RAG Over-fetching (MEDIUM)

CVSS 5.0 | CWE-400

Retrieval-Augmented Generation fetches excessive documents causing context bloat.

Vulnerable

Fetches all matching documents

def rag_query(question):
  # Fetches unlimited documents
  docs = vectorstore.similarity_search(question)
  context = "\n".join([d.page_content for d in docs])
  return llm.invoke(f"Context: {context}\nQuestion: {question}")

Secure

Limited retrieval with relevance threshold

def rag_query(question):
  # Limit to top 3 most relevant
  docs = vectorstore.similarity_search(
      question,
      k=3,
      score_threshold=0.7
  )
  context = "\n".join([d.page_content for d in docs])
  return llm.invoke(f"Context: {context}\nQuestion: {question}")

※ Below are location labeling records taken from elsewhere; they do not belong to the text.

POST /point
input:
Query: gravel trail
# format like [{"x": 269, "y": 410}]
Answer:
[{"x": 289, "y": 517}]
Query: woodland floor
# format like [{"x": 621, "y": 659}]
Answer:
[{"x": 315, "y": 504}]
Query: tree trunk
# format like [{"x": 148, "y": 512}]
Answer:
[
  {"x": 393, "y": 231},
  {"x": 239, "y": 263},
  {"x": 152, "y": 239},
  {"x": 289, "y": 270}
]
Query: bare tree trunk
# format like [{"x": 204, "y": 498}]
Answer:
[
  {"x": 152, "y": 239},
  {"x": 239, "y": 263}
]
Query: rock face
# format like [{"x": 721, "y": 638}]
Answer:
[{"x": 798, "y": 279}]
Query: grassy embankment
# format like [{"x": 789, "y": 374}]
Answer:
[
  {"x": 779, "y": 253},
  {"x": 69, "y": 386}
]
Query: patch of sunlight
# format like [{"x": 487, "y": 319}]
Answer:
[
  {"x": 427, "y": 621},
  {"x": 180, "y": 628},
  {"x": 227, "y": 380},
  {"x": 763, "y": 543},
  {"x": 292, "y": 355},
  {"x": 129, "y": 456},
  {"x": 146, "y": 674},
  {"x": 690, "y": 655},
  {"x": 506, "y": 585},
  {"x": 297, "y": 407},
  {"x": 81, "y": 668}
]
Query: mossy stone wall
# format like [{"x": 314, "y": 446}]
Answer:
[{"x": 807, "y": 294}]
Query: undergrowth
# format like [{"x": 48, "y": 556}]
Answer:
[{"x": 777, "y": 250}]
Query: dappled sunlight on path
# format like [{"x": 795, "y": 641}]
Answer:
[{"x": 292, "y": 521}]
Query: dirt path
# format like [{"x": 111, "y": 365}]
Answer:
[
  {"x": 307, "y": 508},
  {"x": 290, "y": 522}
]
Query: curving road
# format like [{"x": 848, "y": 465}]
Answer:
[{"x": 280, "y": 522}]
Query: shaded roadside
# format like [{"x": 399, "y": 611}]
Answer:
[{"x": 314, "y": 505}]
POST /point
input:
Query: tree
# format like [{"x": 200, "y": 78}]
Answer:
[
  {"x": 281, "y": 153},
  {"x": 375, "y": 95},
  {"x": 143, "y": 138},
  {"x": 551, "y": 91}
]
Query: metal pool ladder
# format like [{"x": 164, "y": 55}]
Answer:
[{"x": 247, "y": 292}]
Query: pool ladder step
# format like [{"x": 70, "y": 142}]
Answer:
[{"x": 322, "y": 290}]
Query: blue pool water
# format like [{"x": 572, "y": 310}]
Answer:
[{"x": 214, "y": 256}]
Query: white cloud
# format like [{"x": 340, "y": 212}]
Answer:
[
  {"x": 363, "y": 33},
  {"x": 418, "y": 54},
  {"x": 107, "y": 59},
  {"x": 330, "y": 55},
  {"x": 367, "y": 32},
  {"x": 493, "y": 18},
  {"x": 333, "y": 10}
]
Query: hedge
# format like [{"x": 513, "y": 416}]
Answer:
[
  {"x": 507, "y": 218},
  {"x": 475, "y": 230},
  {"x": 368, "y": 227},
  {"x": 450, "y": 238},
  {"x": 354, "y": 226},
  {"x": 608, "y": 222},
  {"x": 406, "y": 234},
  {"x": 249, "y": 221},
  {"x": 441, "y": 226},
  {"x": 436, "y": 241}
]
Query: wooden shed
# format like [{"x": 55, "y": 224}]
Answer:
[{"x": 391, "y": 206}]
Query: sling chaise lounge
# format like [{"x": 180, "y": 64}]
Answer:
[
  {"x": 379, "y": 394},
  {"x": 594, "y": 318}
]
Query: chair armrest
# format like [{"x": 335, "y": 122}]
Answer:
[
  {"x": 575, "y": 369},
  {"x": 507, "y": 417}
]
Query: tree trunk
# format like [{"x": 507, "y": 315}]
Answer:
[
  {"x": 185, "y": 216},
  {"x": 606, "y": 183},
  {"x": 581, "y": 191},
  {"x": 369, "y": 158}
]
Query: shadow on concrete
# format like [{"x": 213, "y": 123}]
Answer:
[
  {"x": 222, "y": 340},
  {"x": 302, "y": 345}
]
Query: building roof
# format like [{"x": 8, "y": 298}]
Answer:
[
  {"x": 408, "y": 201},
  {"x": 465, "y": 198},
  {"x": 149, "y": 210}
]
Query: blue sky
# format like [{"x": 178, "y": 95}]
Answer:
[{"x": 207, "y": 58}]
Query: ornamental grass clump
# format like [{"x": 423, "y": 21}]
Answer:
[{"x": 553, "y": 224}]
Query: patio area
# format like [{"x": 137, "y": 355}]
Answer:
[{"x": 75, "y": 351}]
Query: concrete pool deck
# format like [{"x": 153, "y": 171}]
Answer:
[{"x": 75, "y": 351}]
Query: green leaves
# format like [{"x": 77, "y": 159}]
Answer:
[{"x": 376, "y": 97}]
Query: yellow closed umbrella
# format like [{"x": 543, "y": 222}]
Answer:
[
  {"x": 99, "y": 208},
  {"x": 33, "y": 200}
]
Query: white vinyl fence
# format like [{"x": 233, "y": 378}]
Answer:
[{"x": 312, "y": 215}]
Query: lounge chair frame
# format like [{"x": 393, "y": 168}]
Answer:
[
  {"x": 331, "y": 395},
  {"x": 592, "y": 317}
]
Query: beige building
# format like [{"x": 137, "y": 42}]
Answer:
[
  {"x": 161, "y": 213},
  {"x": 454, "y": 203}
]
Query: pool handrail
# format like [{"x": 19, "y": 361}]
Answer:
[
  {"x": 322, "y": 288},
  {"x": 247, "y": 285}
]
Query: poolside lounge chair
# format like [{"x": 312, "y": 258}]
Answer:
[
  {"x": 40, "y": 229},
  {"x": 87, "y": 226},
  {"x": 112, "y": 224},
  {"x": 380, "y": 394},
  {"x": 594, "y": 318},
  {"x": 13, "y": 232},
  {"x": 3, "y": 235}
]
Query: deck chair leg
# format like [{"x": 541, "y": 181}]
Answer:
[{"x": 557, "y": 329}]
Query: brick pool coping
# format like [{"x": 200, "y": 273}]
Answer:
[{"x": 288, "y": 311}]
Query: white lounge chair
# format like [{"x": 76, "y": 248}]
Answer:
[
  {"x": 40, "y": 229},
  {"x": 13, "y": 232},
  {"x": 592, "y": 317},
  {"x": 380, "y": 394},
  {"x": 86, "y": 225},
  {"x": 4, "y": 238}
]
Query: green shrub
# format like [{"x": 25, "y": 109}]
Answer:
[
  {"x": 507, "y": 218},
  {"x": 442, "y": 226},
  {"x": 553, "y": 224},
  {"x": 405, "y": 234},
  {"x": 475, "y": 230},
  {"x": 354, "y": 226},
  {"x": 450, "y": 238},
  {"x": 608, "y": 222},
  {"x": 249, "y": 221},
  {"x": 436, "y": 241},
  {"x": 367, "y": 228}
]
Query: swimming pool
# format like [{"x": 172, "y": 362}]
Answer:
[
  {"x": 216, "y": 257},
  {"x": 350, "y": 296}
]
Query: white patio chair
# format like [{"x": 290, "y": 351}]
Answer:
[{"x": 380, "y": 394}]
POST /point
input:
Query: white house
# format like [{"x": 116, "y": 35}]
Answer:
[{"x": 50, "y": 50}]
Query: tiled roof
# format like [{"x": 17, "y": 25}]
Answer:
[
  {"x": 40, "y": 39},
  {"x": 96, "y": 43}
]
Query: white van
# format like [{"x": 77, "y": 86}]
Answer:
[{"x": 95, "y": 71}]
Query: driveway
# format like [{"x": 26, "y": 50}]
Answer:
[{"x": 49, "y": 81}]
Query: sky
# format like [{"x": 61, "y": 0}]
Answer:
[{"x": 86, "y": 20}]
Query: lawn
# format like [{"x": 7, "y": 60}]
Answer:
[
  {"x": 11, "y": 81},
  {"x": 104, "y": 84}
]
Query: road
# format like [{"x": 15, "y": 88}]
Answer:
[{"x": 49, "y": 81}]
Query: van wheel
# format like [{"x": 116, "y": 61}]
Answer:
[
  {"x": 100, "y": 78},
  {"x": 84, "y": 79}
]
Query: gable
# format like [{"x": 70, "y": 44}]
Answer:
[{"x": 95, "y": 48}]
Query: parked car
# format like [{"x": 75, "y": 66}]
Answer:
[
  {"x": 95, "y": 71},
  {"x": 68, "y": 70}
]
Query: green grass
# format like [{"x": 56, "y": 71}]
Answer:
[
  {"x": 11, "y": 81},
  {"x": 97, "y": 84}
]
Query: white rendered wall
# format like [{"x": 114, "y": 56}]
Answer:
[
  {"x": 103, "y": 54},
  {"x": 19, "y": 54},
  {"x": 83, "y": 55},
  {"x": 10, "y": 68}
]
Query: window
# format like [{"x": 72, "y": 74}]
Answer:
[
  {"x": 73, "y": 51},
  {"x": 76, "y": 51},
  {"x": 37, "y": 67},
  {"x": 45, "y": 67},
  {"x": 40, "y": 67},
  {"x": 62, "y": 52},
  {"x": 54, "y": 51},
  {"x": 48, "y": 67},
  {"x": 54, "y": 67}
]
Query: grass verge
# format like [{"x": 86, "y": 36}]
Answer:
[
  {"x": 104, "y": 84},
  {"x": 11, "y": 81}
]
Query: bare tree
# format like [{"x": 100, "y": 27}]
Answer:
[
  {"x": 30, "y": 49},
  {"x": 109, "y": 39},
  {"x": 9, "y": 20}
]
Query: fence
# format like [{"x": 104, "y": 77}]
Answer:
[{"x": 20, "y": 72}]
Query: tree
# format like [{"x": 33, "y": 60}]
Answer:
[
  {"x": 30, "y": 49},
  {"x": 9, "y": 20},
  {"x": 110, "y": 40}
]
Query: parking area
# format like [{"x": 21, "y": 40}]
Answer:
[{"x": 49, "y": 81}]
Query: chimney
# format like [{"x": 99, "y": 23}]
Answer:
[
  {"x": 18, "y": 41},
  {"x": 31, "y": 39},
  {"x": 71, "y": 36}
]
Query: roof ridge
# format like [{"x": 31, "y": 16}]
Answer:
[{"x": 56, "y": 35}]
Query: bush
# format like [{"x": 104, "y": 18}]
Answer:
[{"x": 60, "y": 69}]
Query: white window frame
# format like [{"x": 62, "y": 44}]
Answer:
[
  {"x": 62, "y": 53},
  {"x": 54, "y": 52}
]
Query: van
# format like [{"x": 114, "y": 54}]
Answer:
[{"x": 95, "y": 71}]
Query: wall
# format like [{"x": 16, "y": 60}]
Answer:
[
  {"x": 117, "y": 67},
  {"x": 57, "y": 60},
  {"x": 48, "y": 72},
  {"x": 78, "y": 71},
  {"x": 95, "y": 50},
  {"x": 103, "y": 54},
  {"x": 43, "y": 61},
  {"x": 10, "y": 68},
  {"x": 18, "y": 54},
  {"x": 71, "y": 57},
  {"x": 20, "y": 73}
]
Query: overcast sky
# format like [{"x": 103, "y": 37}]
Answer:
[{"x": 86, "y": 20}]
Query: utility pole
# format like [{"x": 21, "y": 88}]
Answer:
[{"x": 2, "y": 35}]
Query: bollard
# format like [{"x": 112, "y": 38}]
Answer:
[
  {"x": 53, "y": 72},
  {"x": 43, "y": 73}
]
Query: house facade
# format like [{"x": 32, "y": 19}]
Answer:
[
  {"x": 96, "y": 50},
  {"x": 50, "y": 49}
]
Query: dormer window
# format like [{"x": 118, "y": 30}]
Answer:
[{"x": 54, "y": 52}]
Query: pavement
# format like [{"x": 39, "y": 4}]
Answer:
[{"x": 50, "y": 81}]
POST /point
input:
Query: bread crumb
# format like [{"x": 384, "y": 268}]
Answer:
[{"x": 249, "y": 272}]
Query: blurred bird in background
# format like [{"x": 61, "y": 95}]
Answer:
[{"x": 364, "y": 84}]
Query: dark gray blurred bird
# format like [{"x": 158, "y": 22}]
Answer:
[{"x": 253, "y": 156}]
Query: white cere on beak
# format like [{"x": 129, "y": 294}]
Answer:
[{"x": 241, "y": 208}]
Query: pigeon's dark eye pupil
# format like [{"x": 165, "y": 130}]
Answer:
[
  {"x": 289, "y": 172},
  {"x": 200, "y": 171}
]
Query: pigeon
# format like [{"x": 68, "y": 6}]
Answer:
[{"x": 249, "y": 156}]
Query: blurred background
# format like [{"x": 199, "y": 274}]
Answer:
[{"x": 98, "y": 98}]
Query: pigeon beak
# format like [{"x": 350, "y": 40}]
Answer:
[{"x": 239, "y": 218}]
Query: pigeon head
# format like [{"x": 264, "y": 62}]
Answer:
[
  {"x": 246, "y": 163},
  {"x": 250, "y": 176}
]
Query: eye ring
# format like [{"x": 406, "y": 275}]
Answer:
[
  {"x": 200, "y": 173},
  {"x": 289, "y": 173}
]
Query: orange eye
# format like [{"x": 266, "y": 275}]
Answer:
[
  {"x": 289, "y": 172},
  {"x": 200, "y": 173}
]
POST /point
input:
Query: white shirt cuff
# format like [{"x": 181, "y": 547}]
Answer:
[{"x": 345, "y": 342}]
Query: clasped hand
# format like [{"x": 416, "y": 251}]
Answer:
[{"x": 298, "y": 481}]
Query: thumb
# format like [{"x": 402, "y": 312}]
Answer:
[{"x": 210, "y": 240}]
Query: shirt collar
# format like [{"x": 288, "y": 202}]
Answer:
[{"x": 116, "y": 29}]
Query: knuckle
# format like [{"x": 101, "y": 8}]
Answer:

Recursive Tool Calling (HIGH)

CVSS 7.5 | CWE-674

Tool recursively calls itself leading to exponential resource consumption.

Vulnerable

Tool can call itself infinitely

@tool
def research(topic):
  result = llm.invoke(f"Research: {topic}")
  # Dangerous: Can trigger itself recursively
  if "need more info" in result:
      return research(result)  # Infinite recursion
  return result

Secure

Depth tracking prevents infinite recursion

@tool
def research(topic, depth=0, max_depth=3):
  if depth >= max_depth:
      return "Max research depth reached"

  result = llm.invoke(f"Research: {topic}")
  if "need more info" in result:
      return research(result, depth + 1, max_depth)
  return result

All resource exhaustion vulnerabilities map to OWASP LLM10: Unbounded Consumption and should be addressed with hard limits, timeouts, and rate limiting.